Last reviewed by Dr. Raj MD on January 12th, 2022.
What is Melanocytic Nevus?
This is a benign growth that is also referred to as a mole, and is made of cells that are known as melanocytes which are cells that produce melanin. Melanin is a dark pigment that is responsible for what color your skin and hair will be. A person may be born with a melanocytic nevus or it can appear as they get older. This condition most often occur in certain families, in people who have spent more time in the sun, or in people who have fair skin. Although most are benign some can undergo changes that can lead to the formation of melanoma, which is a cancerous growth. They can occur in all mammals and not just in humans.
If they are found at birth they are called congenital melanocytic nevi and are usually larger than the moles that happen later in life. This type of melanocytic nevus carries a higher risk of becoming cancerous and developing melanoma.

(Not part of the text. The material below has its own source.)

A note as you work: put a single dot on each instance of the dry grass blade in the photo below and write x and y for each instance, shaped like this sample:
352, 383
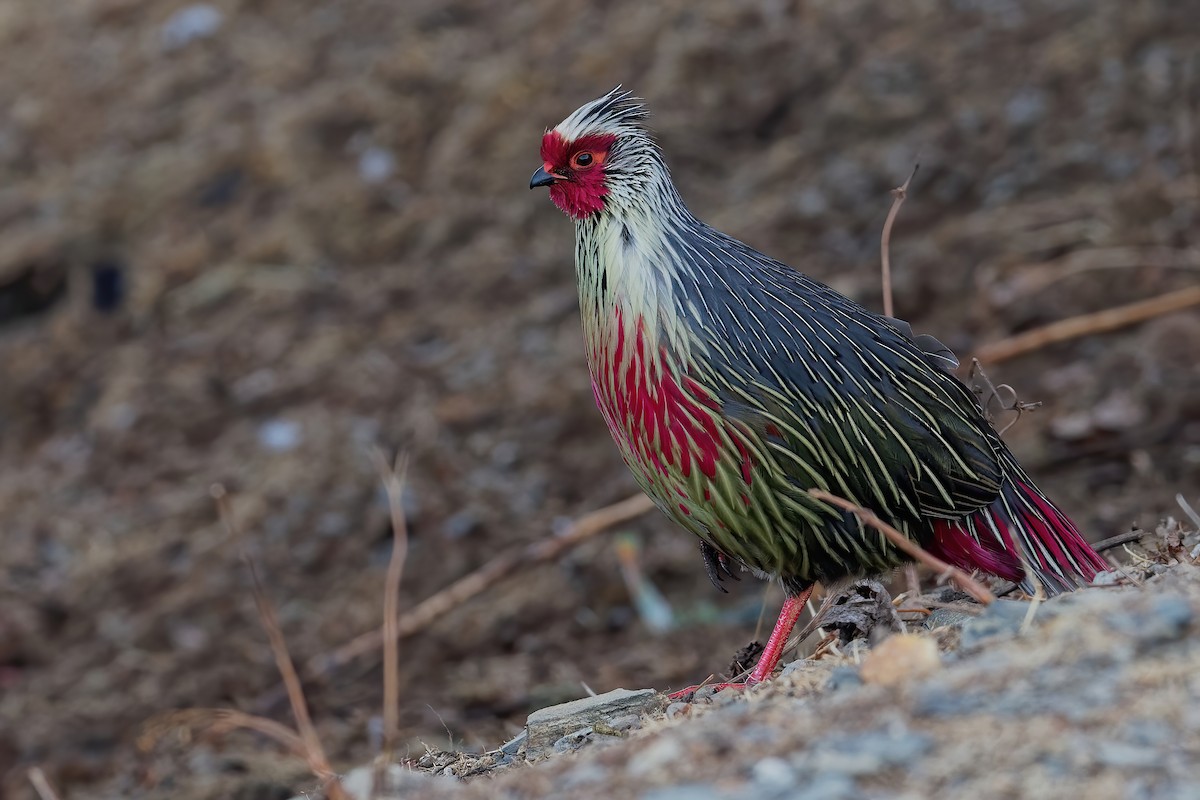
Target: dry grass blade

The giant versions of melanocytic nevus can be more than one and a half inches. Many times they are acquired throughout a person’s life and reach their peak during middle ages and then slowly start to decline as you become older. Elderly people tend to have fewer moles because of the tendency for any existing moles to disappear and the formation of new moles decrease after you reach middle age.
Melanocytic Nevus Symptoms
There are no real symptoms with melanocytic nevus unless they start to become malignant and then there may be itching, irritation, and bleeding. Most melanocytic nevus range in color from a pinkish color to brown and are normally less than one centimeter thick. They can also look like a simple beauty mark.

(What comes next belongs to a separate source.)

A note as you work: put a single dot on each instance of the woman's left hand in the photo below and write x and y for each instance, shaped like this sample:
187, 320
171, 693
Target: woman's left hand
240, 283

Some of the other characteristics, or symptoms, can include:
- The border area being irregular
- The diameter of the melanocytic nevus is more than six millimeters and causes sensitivity and pain
Causes of Melanocytic Nevus
Although this might not be considered a cause melanocytic nevus occurs when the melanin cells cluster together. The exact cause is not known but it is thought that melanocytic nevus is caused by a defect during embryonic development which happens in the first three months of pregnancy. This defect is thought to cause the melanocytes to be produced at an extremely fast rate and instead of spreading throughout your body they form in clusters. When this happens it can also cause you to have some abnormal pigmentation in some areas of your body along with the melanocytic nevus.
When diagnosing melanocytic nevus they are mainly looking to make sure if the mole is non-cancerous or cancerous in order to start the proper treatment. When you have a mole removed it is examined under a microscope. If you have a large number of these they may make a topographic chart, also referred to as a mole map which represents your entire body and has the characteristics and locations recorded for each melanocytic nevus.
Treatment for Melanocytic Nevus
The best treatment for melanocytic nevus is to prevent them from happening in the first place by protecting your skin from the harmful rays of the sun and by watching any existing moles carefully to see if there are any changes like bleeding, alterations in the color, size, or shape, or itching that might indicate it is changing from benign into malignant. Many times when a person has melanocytic nevus it is left untreated unless it has some of the characteristics of it becoming malignant. If it is removed it can be done using plastic surgery, especially if it catches on your clothes which can lead to irritation or appears unsightly. If it is thought that the melanocytic nevus is malignant it is usually completely removed by cutting it out and sending it for a biopsy to verify if it is or is not malignant and then the area where was cut out is stitched closed. It is recommended that the entire melanocytic nevus not be removed unless it is malignant because it can result in a big risk of it returning if removed and is benign.